Finland defends gun laws in wake of deadly school shooting

? A teenage killer’s deadly school rampage has put Finns on the defensive about their relationship to guns.

With 1.6 million firearms in private hands, the Nordic nation is an anomaly in Europe, lagging behind only the U.S. and Yemen in civilian gun ownership, studies show.

The government said Friday it would raise the minimum age for buying guns from 15 to 18, but insisted there was no need for sweeping changes to gun laws shaped by deep-rooted traditions of hunting in the sub-Arctic wilderness.

“If you look at the rate of homicides with firearms (in Finland), the figure is very low,” Interior Ministry spokesman Ilkka Salmi said. “People using guns are hunters. They live in rural areas. It’s part of the life over there.”

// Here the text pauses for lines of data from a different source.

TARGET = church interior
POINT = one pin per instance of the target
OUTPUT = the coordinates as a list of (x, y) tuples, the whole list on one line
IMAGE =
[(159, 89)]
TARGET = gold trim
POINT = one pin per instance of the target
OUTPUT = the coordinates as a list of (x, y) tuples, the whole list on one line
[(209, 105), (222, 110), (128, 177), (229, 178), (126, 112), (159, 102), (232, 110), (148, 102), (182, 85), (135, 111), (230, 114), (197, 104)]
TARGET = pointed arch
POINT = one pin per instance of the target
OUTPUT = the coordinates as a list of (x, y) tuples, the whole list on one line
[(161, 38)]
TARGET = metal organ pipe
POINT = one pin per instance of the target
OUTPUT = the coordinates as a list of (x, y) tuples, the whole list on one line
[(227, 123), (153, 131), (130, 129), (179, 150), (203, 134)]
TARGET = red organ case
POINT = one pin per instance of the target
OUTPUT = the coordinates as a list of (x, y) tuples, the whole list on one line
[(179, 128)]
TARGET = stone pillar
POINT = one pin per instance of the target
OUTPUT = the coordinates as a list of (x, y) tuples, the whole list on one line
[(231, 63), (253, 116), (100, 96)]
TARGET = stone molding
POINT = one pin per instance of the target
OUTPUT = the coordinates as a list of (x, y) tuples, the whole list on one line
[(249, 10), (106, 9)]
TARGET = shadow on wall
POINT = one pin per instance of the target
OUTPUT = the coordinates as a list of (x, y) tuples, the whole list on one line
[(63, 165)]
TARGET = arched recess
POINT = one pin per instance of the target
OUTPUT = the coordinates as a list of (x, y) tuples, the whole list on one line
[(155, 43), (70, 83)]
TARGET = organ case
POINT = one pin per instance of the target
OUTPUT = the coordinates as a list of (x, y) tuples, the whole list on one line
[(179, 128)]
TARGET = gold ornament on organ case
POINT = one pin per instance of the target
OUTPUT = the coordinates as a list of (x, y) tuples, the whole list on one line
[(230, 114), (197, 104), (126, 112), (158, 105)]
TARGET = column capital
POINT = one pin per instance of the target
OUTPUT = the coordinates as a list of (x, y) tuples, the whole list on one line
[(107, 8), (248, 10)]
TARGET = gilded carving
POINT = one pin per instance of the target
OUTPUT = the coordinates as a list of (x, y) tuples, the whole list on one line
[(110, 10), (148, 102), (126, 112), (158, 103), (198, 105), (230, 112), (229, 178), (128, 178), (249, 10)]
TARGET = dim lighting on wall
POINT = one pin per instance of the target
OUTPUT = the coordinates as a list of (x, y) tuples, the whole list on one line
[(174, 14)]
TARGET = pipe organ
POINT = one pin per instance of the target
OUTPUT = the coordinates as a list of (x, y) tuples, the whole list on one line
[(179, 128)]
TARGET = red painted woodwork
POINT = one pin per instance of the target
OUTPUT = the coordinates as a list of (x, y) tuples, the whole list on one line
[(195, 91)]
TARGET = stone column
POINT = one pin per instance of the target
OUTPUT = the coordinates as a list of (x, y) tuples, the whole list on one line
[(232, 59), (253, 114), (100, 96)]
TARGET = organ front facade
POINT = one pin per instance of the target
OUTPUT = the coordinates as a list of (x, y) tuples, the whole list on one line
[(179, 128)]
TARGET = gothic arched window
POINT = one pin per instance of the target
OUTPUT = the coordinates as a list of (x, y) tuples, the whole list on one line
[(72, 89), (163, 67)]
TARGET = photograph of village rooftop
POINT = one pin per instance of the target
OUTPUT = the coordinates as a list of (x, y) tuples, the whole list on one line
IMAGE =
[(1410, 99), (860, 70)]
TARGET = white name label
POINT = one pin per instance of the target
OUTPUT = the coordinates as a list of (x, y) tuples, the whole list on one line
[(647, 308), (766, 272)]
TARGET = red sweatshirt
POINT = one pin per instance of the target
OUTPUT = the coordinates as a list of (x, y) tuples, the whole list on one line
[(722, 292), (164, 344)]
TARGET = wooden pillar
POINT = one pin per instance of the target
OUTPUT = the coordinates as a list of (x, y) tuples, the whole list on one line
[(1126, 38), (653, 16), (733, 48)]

According to a government study in 2002, 14 percent of homicides in Finland are gun-related. In the U.S., nearly 67 percent of murders reported to police in 2002 were committed with a firearm, according to the U.S. Bureau of Justice Statistics.

International gun control activists have urged the Finns to rethink their laws in the wake of Wednesday’s tragedy.

Finns are sensitive to their international image, and often complain their country is portrayed as a gloomy northern outpost of Europe, where long dark winters drive people to binge drinking, suicide or random outbursts of violence.

Wednesday’s bloodshed did little to help. Pekka-Eric Auvinen, described by police as a bullied 18-year-old outcast, opened fire at his high school in southern Finland. He killed six students, a school nurse and the principal before ending his own life with a gunshot to the head.

Auvinen, who had no previous criminal record and belonged to a shooting club in central Helsinki, shot the victims with a .22-caliber pistol that he bought from a local gun store days before the attack.

Police revealed Friday that Auvinen had settled for the pistol after being denied a license for a 9 mm semiautomatic handgun.

“The application was rejected because a 9 mm gun is considered too powerful … for target practice shooting,” Detective Superintendent Tero Haapala told The Associated Press. “He was recommended to get a .22-caliber gun.”

After Wednesday’s shooting drew international attention to Finland’s gun culture, the Interior Ministry issued a statement saying firearm sales were “strictly controlled.”

Before granting a weapons permit, police “assess the applicant’s suitability to possess a firearm, his or her way of life, behavior and possible mental health problems,” the statement said. Applicants must prove also they have a legitimate need for a gun, such as hunting or target practice. Self-defense is not a valid reason.